After crying, I felt that my mind suddenly became brighter. Yes, what should I complain about? I am willing to have children. I strongly support my husband’s study abroad. He is not a shabby person. He works hard and is rising step by step. Every penny he earns is given to me. The key is We have been in love since our freshman year, we studied for Ph.D.s together, started from scratch, and worked hard together, so there is no problem with our relationship. The most important thing is that even if we adults make any mistakes, the child is innocent. His birth was not his own choice. It is not his fault that he needs someone to take care of him and needs someone to watch him every day. But he told me, Mom, Thank you for looking at me every day.

What a failure as a mother I am!

From that day on, as if I had been reborn from Nirvana, I began to face my own problems:

First, I was too serious. I had to take care of every bit of my child’s life. My husband had I also wanted to help when I had free time, but I was so dissatisfied and uneasy with him that I gradually pushed him further and further away.

Second, you are too perfectionistic and always want to do the best in everything and satisfy everyone, but in fact it has no benefit except adding trouble.

Third, he is not broad-minded and even a little sensitive.

Because my career has stalled, I am always worried that my colleagues will laugh at me and my husband will look down on me and get into trouble at every turn.

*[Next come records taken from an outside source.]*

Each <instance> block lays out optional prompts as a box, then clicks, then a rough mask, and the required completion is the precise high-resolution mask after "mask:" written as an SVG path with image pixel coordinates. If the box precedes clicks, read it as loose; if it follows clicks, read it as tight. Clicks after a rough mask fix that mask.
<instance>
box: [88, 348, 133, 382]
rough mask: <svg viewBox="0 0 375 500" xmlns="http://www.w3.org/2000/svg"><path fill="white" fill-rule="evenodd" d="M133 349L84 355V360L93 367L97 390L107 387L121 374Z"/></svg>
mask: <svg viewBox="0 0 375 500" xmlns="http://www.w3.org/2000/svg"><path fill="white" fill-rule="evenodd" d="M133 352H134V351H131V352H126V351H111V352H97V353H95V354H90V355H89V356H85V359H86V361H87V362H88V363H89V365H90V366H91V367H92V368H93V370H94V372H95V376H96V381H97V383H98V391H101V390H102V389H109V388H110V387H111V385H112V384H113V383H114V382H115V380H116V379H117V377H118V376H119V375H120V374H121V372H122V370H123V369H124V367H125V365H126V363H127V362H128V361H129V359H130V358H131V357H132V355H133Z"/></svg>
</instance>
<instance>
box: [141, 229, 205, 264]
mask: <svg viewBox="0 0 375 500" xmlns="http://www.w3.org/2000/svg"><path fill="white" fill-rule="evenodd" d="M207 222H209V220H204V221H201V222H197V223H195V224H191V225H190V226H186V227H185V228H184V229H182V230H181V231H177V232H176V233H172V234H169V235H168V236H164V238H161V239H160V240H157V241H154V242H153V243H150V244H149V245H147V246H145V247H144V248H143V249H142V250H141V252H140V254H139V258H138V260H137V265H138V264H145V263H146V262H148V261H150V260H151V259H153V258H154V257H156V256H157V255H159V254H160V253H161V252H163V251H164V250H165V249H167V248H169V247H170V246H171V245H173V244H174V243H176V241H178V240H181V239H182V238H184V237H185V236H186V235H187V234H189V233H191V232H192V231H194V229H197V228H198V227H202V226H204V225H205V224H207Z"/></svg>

Thank you son for these words! From that day on, I changed myself little by little and began to try to let my husband take care of the children alone. I went out shopping and began to accept my imperfect self and imperfect life. That summer, the three of us took a short trip to the beach together, and everything started to go on track.

Now my son is in sixth grade, a sunny and cheerful young man of 175 years old. I also became a professor 4 years ago. My husband is still as busy as ever, but we are very happy.

There are so many things about children that I can’t count. The one I remember the most is this one:

My son is over 2 years old and he still doesn’t know the difference between washing the footbath and the rice basin. , after eating, he threw his small bowl into the footbath. My husband got so angry that he almost got a slap.

I carefully told him the difference between a footbath and a rice basin, but my son was still confused.

Another year passed. At that time, we had a dog in our yard. My son liked to squat next to the dog and defecate. The dog ate his poop and licked his hair.

I saw my son thinking quietly, and suddenly he said: "Mom, wash my hair."

"Why?" My son has never liked washing his hair. , I have to do work every time and use toys to coax her. This time I took the initiative to wash my hair, which I didn’t understand very much.

"Look, the dog ate poop and its mouth was dirty. It licked my hair again, so wasn't my hair dirty?"

Hearing this, I Fortunately, it seems that there are some things that don't make sense. It's not that the children don't understand, but they don't have that level of thinking.

We must learn to wait and wait for our children to grow.